La superbe May Nothing But Happiness Come Through Your Door, nous fait largement penser aux longues plages lancinantes de Homesick des Cure. Difficile à interpréter, elle oscille entre espoir et résignation. La chanson livre là encore des mélodies des plus réussies et pratiquement imparables. Mais derrière la porte, visiblement, il n’y avait pas que du bonheur ! Avec Oh ! How The Dogs Stack Up, l’album bascule définitivement dans une zone plus obscure. Ce titre représente d’ailleurs une espèce d’introduction au trio magique qui refermera cet album. Ex Cowboy, une des chansons encore les plus appréciées en concert, va pousser les murs pour finalement laisser sortir cette colère contenue. L’alternance finalement naturelle entre la pleine puissance qu’on adore se prendre à la figure en concert et ces moments où l’on se demande au fond si ce n’est pas une autre chanson qui débute, montre toute la maîtrise que les Écossais possedaient déjà il y a maintenant quinze ans sur le son qu’ils se sont taillé sur mesure.

Mais Chocky suit directement le chaos laissé par Ex Cowboy. On croyait s’en être sorti, mais en fait le retour de ce piano inquiétant et de ce bourdonnement en fond laisse croire que ce n’est pas la fin. On pense sincèrement la chanson terminée lorsque le piano, plus apaisé, reprend les rênes et nous amène plus haut vers des terres plus sûres. Et c’est ce moment que choisit Christmas Step pour faire son apparition. Là aussi, l’une des chansons les plus appréciées des fans va clôturer cet album on ne peut mieux.
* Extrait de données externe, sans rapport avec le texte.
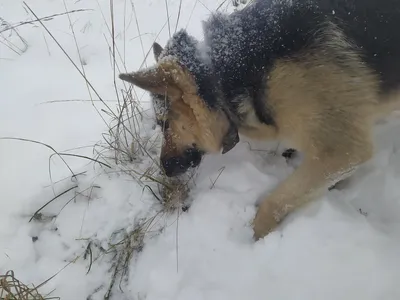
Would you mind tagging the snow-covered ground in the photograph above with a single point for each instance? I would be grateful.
(344, 246)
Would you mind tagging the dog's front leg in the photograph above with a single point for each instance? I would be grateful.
(305, 184)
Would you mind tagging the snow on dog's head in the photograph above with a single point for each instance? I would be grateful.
(186, 104)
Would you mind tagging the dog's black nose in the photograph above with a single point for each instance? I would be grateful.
(177, 165)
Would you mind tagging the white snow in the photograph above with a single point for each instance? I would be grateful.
(344, 246)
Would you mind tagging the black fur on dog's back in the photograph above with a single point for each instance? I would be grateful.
(245, 45)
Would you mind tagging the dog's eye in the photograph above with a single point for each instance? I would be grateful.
(164, 124)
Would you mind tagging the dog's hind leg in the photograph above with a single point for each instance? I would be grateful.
(305, 184)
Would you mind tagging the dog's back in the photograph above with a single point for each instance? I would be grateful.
(245, 44)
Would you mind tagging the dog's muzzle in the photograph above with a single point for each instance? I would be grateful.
(177, 165)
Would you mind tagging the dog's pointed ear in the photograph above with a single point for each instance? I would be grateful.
(157, 49)
(159, 79)
(231, 138)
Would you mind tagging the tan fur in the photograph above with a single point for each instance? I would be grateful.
(323, 104)
(193, 123)
(190, 121)
(327, 112)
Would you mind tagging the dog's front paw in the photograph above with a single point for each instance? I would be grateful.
(265, 220)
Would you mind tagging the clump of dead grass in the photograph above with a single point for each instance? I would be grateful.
(13, 289)
(127, 147)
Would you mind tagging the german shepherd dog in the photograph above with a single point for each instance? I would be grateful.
(316, 74)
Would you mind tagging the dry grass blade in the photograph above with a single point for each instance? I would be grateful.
(48, 18)
(70, 59)
(47, 203)
(13, 289)
(84, 157)
(40, 143)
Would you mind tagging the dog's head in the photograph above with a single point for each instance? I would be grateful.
(190, 126)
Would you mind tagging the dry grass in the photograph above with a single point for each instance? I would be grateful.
(13, 289)
(125, 148)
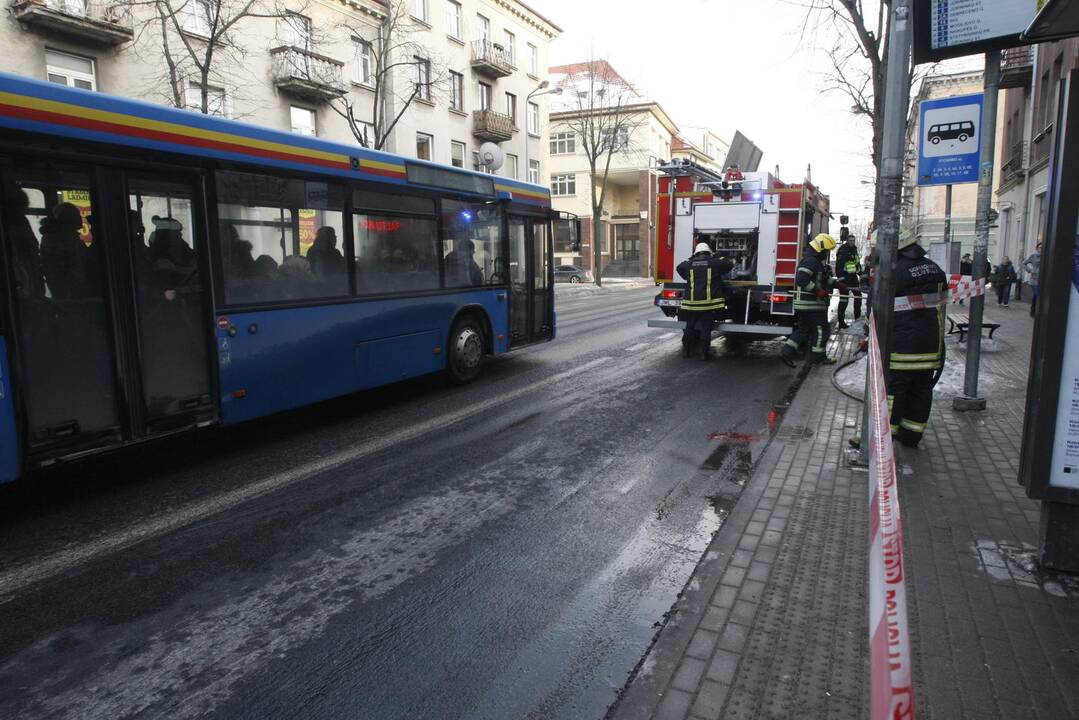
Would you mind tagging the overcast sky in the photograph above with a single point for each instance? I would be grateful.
(727, 65)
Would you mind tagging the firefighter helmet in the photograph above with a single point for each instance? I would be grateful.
(822, 243)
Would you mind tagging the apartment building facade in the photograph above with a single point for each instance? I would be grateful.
(447, 75)
(1029, 81)
(647, 133)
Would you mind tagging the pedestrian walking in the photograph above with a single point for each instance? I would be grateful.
(1033, 266)
(704, 273)
(813, 290)
(966, 268)
(917, 340)
(848, 269)
(1004, 276)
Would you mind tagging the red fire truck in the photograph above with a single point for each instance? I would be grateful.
(755, 220)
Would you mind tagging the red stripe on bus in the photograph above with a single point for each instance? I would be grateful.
(115, 128)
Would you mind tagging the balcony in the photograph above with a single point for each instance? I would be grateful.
(305, 75)
(491, 125)
(1014, 166)
(1016, 67)
(98, 24)
(490, 59)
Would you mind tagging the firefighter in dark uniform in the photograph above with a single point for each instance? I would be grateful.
(813, 289)
(848, 269)
(704, 298)
(917, 340)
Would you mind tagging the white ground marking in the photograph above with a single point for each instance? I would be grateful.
(17, 578)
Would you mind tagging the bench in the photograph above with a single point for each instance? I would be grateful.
(960, 323)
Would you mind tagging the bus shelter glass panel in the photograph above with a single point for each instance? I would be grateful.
(65, 325)
(169, 293)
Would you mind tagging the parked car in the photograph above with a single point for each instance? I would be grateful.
(571, 273)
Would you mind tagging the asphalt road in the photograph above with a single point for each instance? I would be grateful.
(497, 551)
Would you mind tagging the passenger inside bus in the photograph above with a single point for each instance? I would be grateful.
(327, 262)
(72, 269)
(29, 279)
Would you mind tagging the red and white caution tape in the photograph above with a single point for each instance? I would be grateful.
(917, 301)
(891, 695)
(963, 287)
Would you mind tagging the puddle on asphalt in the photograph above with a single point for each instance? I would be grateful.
(1019, 565)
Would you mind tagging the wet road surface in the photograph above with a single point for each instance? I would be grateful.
(497, 551)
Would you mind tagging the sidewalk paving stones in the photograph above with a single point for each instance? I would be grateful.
(774, 622)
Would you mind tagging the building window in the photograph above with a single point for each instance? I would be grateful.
(368, 131)
(303, 120)
(422, 78)
(215, 99)
(70, 70)
(199, 16)
(563, 144)
(453, 19)
(362, 63)
(456, 91)
(563, 185)
(614, 138)
(533, 119)
(424, 146)
(510, 43)
(295, 30)
(511, 107)
(478, 166)
(420, 10)
(456, 153)
(533, 59)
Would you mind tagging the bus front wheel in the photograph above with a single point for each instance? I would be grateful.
(466, 351)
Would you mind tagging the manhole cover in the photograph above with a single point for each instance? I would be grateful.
(794, 433)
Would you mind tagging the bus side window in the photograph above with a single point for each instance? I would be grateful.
(396, 243)
(281, 239)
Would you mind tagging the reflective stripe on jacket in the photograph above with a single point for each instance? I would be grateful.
(704, 274)
(918, 334)
(810, 279)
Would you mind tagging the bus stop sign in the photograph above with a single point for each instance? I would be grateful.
(950, 139)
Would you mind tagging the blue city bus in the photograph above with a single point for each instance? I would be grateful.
(163, 270)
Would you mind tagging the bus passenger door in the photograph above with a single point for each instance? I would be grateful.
(171, 304)
(65, 328)
(519, 293)
(530, 280)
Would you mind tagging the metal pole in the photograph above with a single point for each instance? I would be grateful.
(947, 219)
(988, 130)
(897, 99)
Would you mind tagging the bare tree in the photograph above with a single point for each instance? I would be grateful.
(602, 110)
(201, 44)
(859, 32)
(398, 69)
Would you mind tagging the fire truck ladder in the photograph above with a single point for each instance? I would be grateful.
(796, 243)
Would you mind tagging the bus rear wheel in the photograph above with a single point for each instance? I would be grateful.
(466, 351)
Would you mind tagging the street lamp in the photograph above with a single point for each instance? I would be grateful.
(543, 89)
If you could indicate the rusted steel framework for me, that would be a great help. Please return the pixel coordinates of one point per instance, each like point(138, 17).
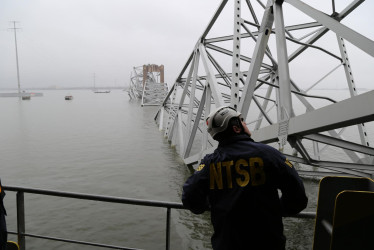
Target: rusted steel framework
point(147, 84)
point(269, 72)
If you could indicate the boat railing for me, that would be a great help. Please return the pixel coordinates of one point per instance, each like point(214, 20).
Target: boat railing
point(20, 203)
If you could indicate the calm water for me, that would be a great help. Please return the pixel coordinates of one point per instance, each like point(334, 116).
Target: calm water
point(107, 145)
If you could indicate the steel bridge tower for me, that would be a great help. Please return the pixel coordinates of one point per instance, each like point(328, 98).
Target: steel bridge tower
point(268, 65)
point(147, 84)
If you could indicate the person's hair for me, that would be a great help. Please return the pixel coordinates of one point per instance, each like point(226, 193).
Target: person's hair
point(234, 121)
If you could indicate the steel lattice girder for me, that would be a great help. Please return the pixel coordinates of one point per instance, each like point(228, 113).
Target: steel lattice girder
point(270, 88)
point(146, 86)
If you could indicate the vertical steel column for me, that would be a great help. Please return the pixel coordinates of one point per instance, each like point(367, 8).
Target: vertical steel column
point(283, 70)
point(192, 93)
point(234, 102)
point(257, 58)
point(351, 85)
point(21, 220)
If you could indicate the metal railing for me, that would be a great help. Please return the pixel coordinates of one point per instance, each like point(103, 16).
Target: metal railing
point(20, 202)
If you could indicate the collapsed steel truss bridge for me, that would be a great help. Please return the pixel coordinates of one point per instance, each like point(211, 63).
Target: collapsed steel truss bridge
point(270, 71)
point(147, 84)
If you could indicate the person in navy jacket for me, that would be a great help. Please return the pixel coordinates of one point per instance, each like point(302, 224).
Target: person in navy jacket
point(239, 183)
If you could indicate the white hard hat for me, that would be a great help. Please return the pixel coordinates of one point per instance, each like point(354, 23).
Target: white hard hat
point(218, 120)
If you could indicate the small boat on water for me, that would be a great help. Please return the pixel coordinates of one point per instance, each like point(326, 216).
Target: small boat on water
point(101, 91)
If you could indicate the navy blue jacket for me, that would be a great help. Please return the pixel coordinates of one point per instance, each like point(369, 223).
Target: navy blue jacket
point(239, 184)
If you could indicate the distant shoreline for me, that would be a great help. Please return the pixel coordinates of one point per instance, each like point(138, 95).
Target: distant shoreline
point(67, 88)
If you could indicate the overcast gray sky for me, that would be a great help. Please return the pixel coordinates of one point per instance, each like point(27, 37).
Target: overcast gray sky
point(64, 42)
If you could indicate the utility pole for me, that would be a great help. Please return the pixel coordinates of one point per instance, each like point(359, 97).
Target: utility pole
point(15, 40)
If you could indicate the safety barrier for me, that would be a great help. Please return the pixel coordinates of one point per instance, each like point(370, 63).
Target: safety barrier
point(21, 232)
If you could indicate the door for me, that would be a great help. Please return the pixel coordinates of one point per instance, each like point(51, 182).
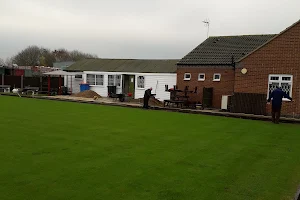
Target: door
point(207, 97)
point(132, 84)
point(128, 84)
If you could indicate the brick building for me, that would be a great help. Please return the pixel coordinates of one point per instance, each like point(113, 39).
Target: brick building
point(211, 66)
point(247, 64)
point(275, 63)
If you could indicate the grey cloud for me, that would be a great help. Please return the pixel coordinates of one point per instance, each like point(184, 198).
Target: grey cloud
point(135, 28)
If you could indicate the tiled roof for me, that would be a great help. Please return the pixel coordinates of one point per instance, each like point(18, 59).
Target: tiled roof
point(125, 65)
point(219, 50)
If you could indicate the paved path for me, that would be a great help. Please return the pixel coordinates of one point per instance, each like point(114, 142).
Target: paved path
point(108, 101)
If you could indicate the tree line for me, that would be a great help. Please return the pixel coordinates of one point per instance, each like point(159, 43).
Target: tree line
point(39, 56)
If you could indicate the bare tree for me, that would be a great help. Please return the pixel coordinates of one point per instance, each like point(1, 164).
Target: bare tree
point(34, 55)
point(77, 55)
point(28, 57)
point(9, 61)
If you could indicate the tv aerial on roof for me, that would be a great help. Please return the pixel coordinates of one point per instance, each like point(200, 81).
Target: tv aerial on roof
point(206, 24)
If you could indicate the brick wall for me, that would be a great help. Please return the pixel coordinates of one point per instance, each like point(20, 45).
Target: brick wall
point(280, 56)
point(223, 87)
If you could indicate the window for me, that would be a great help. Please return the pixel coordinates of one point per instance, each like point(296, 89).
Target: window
point(187, 76)
point(94, 79)
point(217, 77)
point(140, 82)
point(201, 77)
point(111, 80)
point(99, 80)
point(90, 79)
point(118, 80)
point(283, 81)
point(78, 76)
point(114, 80)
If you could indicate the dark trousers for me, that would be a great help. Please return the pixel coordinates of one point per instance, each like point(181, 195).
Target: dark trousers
point(276, 114)
point(146, 102)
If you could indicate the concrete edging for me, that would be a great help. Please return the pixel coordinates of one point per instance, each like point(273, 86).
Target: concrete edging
point(190, 111)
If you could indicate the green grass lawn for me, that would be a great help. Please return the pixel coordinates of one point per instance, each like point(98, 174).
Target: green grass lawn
point(59, 151)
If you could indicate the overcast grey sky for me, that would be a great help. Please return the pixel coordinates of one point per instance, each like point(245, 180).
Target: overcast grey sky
point(135, 28)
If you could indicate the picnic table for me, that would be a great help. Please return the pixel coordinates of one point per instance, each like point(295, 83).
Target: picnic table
point(182, 99)
point(32, 90)
point(5, 88)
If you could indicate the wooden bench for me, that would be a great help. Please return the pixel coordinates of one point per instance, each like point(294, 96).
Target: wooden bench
point(4, 88)
point(32, 90)
point(173, 102)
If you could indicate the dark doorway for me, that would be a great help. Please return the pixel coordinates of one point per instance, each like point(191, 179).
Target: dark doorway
point(207, 97)
point(128, 84)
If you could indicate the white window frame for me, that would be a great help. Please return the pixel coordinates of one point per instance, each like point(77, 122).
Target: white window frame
point(201, 79)
point(215, 79)
point(185, 78)
point(92, 82)
point(78, 78)
point(102, 79)
point(115, 80)
point(137, 84)
point(95, 79)
point(280, 81)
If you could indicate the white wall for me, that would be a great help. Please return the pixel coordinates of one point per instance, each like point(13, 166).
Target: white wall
point(75, 83)
point(155, 80)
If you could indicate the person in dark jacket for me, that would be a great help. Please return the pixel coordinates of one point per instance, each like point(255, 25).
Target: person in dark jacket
point(276, 97)
point(147, 96)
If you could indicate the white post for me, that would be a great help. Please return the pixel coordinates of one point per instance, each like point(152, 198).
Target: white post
point(22, 82)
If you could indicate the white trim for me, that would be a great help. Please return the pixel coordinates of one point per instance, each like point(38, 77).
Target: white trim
point(95, 79)
point(136, 85)
point(280, 81)
point(187, 79)
point(115, 78)
point(130, 73)
point(199, 79)
point(216, 80)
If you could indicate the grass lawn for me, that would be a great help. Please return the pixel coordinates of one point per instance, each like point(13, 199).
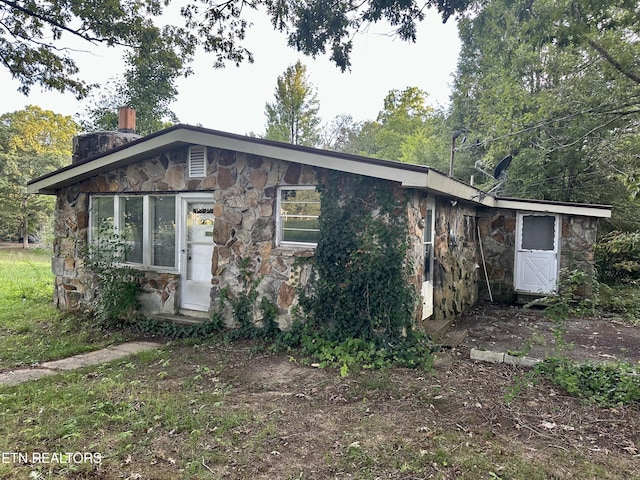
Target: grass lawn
point(213, 410)
point(31, 329)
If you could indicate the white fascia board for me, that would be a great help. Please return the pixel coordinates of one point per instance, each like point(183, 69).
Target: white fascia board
point(585, 210)
point(315, 159)
point(186, 136)
point(441, 183)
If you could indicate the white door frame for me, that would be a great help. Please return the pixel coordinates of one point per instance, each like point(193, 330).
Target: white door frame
point(536, 271)
point(428, 240)
point(194, 295)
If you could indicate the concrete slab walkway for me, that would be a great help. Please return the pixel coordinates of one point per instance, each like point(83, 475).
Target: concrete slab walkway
point(115, 352)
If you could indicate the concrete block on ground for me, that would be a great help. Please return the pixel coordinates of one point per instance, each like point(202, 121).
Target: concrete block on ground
point(487, 356)
point(520, 361)
point(135, 347)
point(16, 377)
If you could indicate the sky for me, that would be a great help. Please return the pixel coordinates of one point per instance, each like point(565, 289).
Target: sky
point(233, 99)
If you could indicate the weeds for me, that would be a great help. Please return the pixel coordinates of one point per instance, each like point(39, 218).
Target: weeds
point(606, 384)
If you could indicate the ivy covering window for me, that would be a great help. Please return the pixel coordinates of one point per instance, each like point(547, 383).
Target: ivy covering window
point(146, 223)
point(298, 214)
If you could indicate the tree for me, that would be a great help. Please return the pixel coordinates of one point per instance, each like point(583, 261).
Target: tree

Avec son introduction parfaitement enchaînée à Chocky, Christmas Step finit littéralement par exploser à la figure des auditeurs au moment où l’on ne s’y attendait plus. Toute guitares sorties, elle expose en fin la véritable nature cachée de l’album. Il n’est plus question de se restreindre, de se retenir, non. La colère a pris le dessus et souhaite montrer son visage. Et c’est dans cette délivrance que pourra s’achever le voyage dans cet univers compliqué et intriguant. Il ne restera plus qu’à Punk Rock/Puff Daddy/and Chris de conclure, en reprenant la thématique introductive. Elle semble pour autant exprimer le réveil de l’auditeur, souffrant d’une terrible gueule de bois, de celles qu’on ne regrette pas tant on a réussi à y voir plus clair.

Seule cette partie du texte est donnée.